Była 26. minuta spotkania, kiedy Tachi zdecydował się na dośrodkowanie w pole karne ŁKS-u Łódź. Piłka leciała w stronę napastników skaczących do główki, jednakże ostatecznie trafiła w ręce strzegącego łódzkiej bramki Aleksandra Bobka.
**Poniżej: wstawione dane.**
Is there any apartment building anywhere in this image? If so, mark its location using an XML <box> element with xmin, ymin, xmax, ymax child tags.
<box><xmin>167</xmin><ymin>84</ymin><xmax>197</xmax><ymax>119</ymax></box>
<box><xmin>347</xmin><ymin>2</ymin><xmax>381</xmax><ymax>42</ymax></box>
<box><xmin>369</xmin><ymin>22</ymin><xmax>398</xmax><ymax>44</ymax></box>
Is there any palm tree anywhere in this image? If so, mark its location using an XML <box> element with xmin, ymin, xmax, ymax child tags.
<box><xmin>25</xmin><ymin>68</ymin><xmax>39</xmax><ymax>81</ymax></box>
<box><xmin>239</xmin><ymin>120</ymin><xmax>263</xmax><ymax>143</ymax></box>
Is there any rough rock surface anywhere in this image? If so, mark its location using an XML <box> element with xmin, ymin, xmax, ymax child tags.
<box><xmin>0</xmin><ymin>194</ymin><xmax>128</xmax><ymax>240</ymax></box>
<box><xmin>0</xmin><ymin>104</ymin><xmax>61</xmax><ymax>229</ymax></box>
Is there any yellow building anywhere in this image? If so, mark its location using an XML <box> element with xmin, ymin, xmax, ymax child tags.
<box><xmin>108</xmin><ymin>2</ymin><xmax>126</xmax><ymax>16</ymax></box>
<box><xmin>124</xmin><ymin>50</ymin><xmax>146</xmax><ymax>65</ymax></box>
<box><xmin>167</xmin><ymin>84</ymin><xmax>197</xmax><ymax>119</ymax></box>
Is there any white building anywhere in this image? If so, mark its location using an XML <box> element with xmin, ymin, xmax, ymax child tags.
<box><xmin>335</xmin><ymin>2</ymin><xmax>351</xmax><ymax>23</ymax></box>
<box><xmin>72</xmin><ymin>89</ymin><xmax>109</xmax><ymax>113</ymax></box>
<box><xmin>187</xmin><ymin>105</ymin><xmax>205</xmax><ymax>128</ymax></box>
I kiedy wydawało się, że bramkarz zneutralizował zagrożenie, to nagle... upadł, a piłka wypadła z jego rąk i trafiła prosto pod nogi Angela Rodado. Ten wykorzystał sytuację i trafił do siatki. Łodzianie domagali się odgwizdania przewinienia, bo upadając bramkarz oparł się na koledze z drużyny i jednym z piłkarzy Wisły. Jednakże sędzia uznał, że nie było faulu i wskazał na środek boiska. Po 26. minutach meczu na tablicy wyników było 1:1. Dla Hiszpana było to szóste trafienie w bieżących rozgrywkach.
Więcej artykułów o podobnej treści znajdziesz na portalu Gazeta.pl.
Brak faulu potwierdziły także powtórki telewizyjne. Bramkarz sam wpadł na jednego ze swoich kolegów z drużyny, a później niefortunnie wypuścił piłkę z rąk. Bobek miał w tej sytuacji olbrzymiego pecha, bo samo dośrodkowanie było przez niego wyłapane niemal perfekcyjnie.
Oprócz Rodado gola dla Wisły strzelił Luis Fernandez. Dla ŁKS-u trafili z kolei Piotr Janczukowicz, Pirulo oraz Bartosz Szeliga. W tabeli ŁKS Łódź ma już sześć punktów przewagi nad drugim Ruchem Chorzów, który jeszcze nie rozegrał swojego meczu w tej kolejce. Trzecia Wisła ma na koncie 51 punktów.